Get Started Free
Tutorial

How to use the Confluent Parallel Consumer library

How to use the Confluent Parallel Consumer library

The Confluent Parallel Consumer is an open-source Apache 2.0-licensed Java library that enables you to consume from a Kafka topic with more parallelism than the number of partitions. In an Apache Kafka consumer group, the number of partitions is the parallelism limit. Increasing the level of parallelism beyond the partition count is desirable in many situations. For example, when there are fixed partition counts for a reason beyond your control or if you need to make a high-latency call out to a database or microservice while consuming and want to increase throughput.

In this tutorial, you'll build a small "hello world" application that uses the Confluent Parallel Consumer library. There are also some performance tests at a larger scale to compare the Confluent Parallel Consumer with a baseline built using a vanilla Apache Kafka consumer group you can explore on your own.

ParallelStreamProcessor

For parallel record consuming, you'll use the ParallelStreamProcessor which wraps a KafkaConsumer.
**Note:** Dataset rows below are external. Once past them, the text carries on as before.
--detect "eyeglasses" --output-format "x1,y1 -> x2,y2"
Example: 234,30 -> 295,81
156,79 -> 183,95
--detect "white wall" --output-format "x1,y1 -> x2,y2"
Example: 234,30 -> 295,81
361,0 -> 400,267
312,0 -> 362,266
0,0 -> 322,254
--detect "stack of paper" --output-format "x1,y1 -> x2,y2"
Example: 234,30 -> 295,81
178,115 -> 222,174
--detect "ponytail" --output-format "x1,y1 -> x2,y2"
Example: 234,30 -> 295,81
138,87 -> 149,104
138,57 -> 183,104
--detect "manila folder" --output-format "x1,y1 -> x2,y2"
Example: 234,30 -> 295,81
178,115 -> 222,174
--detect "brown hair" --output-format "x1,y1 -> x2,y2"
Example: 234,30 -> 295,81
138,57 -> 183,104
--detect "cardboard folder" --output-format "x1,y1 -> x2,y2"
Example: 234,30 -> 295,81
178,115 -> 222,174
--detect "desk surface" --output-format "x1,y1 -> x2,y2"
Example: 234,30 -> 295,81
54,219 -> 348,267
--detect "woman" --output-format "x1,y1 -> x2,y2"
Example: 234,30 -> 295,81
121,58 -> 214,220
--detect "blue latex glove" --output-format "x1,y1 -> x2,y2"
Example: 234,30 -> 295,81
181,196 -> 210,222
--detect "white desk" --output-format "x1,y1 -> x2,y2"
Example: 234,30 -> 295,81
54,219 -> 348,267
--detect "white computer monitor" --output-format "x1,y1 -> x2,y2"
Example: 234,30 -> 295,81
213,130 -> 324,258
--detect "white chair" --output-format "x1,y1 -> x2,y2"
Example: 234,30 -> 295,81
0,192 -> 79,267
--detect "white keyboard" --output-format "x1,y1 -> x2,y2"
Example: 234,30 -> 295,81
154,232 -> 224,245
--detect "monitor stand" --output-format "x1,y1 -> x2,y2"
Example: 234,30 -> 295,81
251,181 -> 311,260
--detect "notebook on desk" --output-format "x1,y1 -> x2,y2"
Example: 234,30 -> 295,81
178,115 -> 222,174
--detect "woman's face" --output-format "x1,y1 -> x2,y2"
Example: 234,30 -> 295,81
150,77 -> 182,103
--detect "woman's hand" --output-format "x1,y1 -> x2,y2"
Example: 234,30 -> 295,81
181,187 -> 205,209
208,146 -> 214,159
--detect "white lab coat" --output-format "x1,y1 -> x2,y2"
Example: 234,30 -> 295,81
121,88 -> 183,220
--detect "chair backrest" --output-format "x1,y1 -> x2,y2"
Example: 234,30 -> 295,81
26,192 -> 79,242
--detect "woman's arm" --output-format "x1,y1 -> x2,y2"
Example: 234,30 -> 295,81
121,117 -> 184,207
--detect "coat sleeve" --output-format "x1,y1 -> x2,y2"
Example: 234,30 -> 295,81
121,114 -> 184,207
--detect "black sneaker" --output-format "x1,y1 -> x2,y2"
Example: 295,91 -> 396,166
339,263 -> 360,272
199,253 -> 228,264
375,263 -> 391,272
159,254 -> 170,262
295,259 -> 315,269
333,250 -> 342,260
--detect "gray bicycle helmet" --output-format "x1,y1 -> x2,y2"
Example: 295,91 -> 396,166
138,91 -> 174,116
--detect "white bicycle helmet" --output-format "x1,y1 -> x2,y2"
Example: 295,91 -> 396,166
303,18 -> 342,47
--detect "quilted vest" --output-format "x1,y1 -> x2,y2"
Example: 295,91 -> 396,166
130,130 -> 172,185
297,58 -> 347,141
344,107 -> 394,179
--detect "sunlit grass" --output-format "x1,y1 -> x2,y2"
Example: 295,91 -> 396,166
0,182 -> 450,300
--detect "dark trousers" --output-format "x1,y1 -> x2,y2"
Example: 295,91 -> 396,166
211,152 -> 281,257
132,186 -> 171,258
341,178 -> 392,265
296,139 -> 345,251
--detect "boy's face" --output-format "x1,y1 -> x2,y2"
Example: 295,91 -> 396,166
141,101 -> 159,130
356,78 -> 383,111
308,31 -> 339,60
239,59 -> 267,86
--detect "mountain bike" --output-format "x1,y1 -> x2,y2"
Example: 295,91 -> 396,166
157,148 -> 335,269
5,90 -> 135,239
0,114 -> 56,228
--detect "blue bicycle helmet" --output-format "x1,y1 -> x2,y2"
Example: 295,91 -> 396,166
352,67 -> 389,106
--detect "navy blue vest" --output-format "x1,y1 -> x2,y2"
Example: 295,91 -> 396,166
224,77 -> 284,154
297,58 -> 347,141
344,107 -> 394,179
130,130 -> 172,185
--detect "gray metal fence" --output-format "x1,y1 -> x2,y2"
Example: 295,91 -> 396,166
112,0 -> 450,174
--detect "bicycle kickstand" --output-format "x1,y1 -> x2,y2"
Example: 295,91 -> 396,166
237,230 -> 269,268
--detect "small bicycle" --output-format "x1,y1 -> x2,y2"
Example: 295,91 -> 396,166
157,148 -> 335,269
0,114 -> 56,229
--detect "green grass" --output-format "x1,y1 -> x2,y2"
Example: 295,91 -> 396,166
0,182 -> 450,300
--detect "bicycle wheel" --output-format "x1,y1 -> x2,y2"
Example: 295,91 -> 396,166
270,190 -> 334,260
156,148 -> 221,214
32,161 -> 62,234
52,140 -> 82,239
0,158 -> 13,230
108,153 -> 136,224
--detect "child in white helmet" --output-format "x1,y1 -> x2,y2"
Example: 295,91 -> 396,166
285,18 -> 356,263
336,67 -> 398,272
You create a new instance of a KafkaConsumer, create a ParallelConsumerOptions configuration object, then use the configuration to create a new ParallelStreamProcessor instance:

final Consumer<String, String> consumer = new KafkaConsumer<>(appProperties);  
    final ParallelConsumerOptions options = ParallelConsumerOptions.<String, String>builder()  
        .ordering(KEY)  
        .maxConcurrency(16)  
        .consumer(consumer)  
        .commitMode(PERIODIC_CONSUMER_SYNC)  
        .build();
    ParallelStreamProcessor<String, String> eosStreamProcessor = createEosStreamProcessor(options);
    
    
 eosStreamProcessor.poll(context -> recordHandler.processRecord(context.getSingleConsumerRecord()));

In this example, you're specifying ordering by key with a maximum concurrency of 16. You specify PERIODIC_CONSUMER_SYNC for the committing of offsets. The PERIODIC_CONSUMER_SYNC will block the Parallel Consumer’s processing loop until a successful commit response is received. Asynchronous is also supported, which optimizes for consumption throughput (the downside being higher risk of needing to process duplicate messages in error recovery scenarios).

Then you start consuming records in parallel with the ParallelStreamProcessor.poll method which takes a java.util.function.Consumer instance to work with each record it consumes.

Performance tests

There are two performance tests ParallelConsumerPerfTest and the MultithreadedKafkaConsumerPerfTest you can run to observe the power of parallel consumption first-hand.